The VAT angle comes up not because of Cain’s sales tax, but because his corporate tax is based on
“Gross income less all purchases from other U.S. located businesses, all capital investment, and net exports.”
That is, corporations cannot deduct the cost of labor when figuring their taxable income. It’s that aspect that makes Cain’s corporate tax like a VAT.
However, the analyses I’ve seen (including Bachmann’s disengenuous remarks last night), neglect to mention that the ~8% that corporations currently pay on labor through payroll taxes are eliminated in Cain’s proposal.
Yep it was a very dishonest comment from a Tax Lawyer like Bachmann. She knows full well her statements were not accurate.
I disagree that whether or not the cost of labor is deducted has anything to do with whether a tax is a VAT.

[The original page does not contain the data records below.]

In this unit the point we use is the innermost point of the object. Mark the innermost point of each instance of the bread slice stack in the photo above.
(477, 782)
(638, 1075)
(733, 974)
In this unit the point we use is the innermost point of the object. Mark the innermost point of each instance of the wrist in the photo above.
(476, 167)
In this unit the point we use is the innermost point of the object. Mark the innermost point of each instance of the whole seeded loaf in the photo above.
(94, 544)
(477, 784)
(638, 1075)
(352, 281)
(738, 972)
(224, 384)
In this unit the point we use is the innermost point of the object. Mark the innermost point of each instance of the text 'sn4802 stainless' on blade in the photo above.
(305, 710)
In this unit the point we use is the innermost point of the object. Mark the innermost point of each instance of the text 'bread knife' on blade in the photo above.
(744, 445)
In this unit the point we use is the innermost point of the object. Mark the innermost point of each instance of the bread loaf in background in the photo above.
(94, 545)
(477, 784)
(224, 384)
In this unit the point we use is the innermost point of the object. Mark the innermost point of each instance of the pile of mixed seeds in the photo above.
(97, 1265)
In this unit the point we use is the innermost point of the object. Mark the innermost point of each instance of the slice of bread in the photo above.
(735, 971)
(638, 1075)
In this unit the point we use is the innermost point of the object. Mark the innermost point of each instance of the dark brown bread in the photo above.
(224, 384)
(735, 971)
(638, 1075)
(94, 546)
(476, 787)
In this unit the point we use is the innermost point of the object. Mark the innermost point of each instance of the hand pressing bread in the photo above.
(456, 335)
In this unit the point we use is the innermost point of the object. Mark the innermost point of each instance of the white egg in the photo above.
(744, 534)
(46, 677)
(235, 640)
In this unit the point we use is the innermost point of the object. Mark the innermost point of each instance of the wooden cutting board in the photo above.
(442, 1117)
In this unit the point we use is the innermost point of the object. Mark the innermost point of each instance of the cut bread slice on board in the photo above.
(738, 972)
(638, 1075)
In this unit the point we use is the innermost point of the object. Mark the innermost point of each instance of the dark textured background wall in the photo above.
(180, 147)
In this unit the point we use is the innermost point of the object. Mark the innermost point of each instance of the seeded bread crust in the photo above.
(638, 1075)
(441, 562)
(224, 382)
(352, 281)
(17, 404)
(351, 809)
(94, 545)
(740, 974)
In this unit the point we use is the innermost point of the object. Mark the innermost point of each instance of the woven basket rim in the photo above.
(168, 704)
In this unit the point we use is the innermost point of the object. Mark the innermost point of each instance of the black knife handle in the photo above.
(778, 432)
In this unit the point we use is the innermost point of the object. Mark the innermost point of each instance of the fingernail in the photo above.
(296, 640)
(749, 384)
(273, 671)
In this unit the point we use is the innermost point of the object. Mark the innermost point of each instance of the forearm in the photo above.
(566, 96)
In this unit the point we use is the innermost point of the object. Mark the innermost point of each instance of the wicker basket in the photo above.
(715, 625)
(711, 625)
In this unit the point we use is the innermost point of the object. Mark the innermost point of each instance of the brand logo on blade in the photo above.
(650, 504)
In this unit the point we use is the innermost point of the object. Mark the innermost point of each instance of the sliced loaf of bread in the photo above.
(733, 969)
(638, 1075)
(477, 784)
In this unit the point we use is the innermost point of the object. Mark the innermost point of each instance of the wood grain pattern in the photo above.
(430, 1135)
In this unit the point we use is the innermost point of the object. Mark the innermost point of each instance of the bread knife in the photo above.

A VAT is literally a “value-added tax.” What it seeks to tax is the “value added” at each step of the process of bringing an item to market.
This, of course, not only adds a tax at every step of the way, it opens the process to political corruption because someone, out-of-sight, of course, gets to define what is “value” at every step of the process and then define when “value” is “added” and then define how to measure how much “value” was “added.”
It really doesn’t have anything to do with the cost of labor.
Further, I think those who claim the NRST is a VAT are not thinking at the level of sophistication you are anyway. They just see a tax on consumer goods and think “VAT.”